The fighting between Pakistani tribesmen and foreign militants reportedly started on March 19 near Wana, the capital of the South Waziristan tribal region.
Ismail Khan, a Peshawar-based editor with Pakistan's "Dawn" daily, told RFE/RL the two sides traded mortar fire.
"There are still clashes going on and I've been told by government officials that heavy clashes are going on between the two sides, both sides using weapons," Khan said.
Many have died, including at least two children who fell victim to the crossfire. Most of the dead are reportedly Uzbek militants.
There are different figures on the number of casualties ranging from 50 to 100.

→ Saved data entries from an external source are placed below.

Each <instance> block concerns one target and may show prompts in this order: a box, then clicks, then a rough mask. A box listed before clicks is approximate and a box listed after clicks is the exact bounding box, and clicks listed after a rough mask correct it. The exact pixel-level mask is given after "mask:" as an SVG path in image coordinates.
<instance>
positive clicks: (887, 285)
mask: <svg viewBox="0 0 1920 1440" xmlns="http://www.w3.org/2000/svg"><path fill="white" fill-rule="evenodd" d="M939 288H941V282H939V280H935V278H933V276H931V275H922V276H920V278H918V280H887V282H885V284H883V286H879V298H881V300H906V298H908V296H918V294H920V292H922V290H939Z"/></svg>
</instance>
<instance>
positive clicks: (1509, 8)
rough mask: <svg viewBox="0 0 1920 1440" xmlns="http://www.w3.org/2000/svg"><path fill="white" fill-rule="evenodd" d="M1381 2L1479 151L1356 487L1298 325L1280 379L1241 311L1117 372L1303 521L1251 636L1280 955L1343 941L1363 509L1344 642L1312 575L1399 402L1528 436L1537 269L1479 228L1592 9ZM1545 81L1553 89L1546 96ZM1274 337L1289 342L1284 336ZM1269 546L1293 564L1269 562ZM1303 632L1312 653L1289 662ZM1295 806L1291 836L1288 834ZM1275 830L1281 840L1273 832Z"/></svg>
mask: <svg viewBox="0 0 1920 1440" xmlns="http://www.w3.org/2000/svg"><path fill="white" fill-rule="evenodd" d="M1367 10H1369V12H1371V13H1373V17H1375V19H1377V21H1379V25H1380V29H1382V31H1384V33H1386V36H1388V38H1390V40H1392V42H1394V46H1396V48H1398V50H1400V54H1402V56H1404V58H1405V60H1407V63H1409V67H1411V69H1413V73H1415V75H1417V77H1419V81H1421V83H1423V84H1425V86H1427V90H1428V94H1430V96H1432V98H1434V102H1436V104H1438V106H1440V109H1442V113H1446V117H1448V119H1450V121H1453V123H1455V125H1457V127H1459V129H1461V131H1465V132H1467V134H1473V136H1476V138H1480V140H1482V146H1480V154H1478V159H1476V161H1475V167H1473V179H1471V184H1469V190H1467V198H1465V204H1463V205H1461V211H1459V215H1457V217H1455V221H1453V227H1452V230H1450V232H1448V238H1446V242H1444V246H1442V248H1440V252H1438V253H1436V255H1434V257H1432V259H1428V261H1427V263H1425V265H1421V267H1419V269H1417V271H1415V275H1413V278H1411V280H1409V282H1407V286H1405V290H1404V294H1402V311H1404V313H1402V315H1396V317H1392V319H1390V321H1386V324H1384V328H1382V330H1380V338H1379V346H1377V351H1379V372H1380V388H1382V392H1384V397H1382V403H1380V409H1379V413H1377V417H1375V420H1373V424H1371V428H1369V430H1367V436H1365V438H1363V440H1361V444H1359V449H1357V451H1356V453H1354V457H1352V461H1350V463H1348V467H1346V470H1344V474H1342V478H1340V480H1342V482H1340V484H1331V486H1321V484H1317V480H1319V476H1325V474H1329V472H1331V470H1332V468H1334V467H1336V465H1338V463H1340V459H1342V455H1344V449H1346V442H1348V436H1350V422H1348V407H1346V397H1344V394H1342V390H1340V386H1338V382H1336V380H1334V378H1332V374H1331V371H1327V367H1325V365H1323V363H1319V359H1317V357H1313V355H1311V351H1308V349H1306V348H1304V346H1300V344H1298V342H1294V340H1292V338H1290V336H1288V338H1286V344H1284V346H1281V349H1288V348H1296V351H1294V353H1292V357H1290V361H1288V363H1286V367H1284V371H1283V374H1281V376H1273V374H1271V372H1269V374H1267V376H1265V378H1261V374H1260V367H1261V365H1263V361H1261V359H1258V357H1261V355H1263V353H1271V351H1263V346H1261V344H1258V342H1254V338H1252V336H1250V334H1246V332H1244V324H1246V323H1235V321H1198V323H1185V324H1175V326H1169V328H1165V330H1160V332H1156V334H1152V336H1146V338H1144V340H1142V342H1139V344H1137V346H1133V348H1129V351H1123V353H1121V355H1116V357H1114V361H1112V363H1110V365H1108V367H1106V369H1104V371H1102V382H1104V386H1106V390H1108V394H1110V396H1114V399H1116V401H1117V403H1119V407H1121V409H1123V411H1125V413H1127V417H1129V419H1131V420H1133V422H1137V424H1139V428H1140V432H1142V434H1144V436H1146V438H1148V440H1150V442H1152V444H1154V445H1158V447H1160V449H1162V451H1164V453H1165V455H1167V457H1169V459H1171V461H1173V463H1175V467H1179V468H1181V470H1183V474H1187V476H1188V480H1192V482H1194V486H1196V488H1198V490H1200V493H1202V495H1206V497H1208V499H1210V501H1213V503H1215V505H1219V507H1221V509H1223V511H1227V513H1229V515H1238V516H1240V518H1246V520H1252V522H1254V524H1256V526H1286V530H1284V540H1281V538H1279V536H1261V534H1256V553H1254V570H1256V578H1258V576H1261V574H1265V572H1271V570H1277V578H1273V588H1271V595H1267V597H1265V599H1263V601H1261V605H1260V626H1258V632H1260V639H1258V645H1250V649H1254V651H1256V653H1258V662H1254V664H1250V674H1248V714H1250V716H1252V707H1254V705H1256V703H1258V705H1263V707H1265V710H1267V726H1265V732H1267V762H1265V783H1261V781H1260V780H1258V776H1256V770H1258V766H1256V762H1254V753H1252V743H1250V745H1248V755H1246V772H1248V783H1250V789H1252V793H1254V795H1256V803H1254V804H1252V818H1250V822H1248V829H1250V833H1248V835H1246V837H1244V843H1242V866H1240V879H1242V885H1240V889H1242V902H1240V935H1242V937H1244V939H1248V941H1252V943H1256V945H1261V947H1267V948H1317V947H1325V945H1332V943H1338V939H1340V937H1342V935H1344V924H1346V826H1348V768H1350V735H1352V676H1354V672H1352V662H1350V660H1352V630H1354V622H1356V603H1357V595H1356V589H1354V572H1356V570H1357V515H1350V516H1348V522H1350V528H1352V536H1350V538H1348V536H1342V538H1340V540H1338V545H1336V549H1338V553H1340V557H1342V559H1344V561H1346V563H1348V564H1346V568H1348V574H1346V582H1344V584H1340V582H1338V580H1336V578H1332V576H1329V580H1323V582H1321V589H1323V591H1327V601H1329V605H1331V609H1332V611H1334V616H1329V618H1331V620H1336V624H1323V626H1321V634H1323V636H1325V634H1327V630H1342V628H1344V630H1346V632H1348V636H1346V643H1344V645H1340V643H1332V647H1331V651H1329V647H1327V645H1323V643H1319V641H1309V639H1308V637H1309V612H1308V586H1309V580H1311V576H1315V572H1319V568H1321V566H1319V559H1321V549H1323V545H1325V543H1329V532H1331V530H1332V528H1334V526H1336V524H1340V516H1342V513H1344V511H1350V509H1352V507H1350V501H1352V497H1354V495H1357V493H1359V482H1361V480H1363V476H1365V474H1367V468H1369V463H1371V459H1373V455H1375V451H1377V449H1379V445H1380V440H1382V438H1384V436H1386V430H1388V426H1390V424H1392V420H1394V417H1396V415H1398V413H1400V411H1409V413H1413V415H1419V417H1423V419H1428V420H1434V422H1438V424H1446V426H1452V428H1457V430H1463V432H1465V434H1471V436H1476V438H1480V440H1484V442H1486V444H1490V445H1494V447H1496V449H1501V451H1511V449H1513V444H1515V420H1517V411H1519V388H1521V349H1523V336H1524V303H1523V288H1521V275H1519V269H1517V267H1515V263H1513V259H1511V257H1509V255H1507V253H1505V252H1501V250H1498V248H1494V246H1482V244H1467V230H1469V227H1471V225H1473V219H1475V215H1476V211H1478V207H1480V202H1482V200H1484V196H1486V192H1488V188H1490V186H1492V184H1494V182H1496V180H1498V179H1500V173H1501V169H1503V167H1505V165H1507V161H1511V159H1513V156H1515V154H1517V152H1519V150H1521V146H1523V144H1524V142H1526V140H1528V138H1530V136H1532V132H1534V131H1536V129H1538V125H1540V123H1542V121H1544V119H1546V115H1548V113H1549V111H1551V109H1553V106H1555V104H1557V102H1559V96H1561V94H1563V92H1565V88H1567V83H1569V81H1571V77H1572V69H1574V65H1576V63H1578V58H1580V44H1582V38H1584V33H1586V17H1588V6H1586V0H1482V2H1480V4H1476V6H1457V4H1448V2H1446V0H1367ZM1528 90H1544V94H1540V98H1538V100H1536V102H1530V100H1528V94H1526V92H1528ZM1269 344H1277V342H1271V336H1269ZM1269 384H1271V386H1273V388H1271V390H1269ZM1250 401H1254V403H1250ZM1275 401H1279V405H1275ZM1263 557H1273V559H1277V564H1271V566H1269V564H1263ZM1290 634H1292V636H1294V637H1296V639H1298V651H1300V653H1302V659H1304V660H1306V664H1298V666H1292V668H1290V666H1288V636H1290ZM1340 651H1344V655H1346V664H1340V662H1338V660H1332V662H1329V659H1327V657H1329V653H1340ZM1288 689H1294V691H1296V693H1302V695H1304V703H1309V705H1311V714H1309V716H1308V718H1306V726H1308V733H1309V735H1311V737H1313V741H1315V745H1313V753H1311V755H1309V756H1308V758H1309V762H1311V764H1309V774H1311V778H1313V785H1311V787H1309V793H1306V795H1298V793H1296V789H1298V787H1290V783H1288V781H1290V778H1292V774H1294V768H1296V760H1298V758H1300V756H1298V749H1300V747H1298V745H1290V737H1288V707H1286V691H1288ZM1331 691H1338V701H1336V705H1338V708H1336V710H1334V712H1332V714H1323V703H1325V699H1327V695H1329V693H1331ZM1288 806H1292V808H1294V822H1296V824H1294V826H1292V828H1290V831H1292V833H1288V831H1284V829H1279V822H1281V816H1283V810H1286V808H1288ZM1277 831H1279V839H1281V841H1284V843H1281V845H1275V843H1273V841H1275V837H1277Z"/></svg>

Reliable Information Hard To Come By
Pakistani military spokesman Major General Wahid Arshad is quoted as saying by agencies that "government forces are not involved in the tribal feud."
Khan says it is difficult to get reliable information about the situation in Pakistan's tribal region.
"There is still no independent confirmation of whatever [it is] that is happening, because the telecommunication system is nonexistent as militants had taken away all the equipment from "The telephone exchange in December," he said. and there [has been] no telecommunication access to the tribal region since then."
This week's battle is considered the resumption of earlier clashes that had ended following a cease-fire.
On March 6, clashes between the Pakistani tribesmen and foreign militants resulted in the death of at least 13 Uzbek militants.
Khan says the clashes are the result of growing tensions between Pakistani tribesmen and hundreds of militants who fled to Pakistan's tribal region following the U.S.-led invasion of Afghanistan in 2001.
The region's tribesmen had given the militants refuge but, as Khan says, in recent months some have called for the militants to leave the region.
"The local tribesmen, they were increasingly getting weary of the presence of these foreign militants, who they name for most of the crimes in that area, including extortion, kidnapping, and targeted killings," he says. "These people were getting uneasy and uncomfortable with these Uzbeks."
Most of the Uzbeks in the region are reportedly members of the Islamic Movement of Uzbekistan led by Tahir Yuldashev.
Yuldashev's whereabouts are unknown.
Pakistan has launched several operations in the semiautonomous tribal regions against the militants, resulting in many deaths on both sides.
Yet Afghan and U.S. officials have accused Islamabad of failing to do enough to crack down on the Islamic militants living in the tribal regions.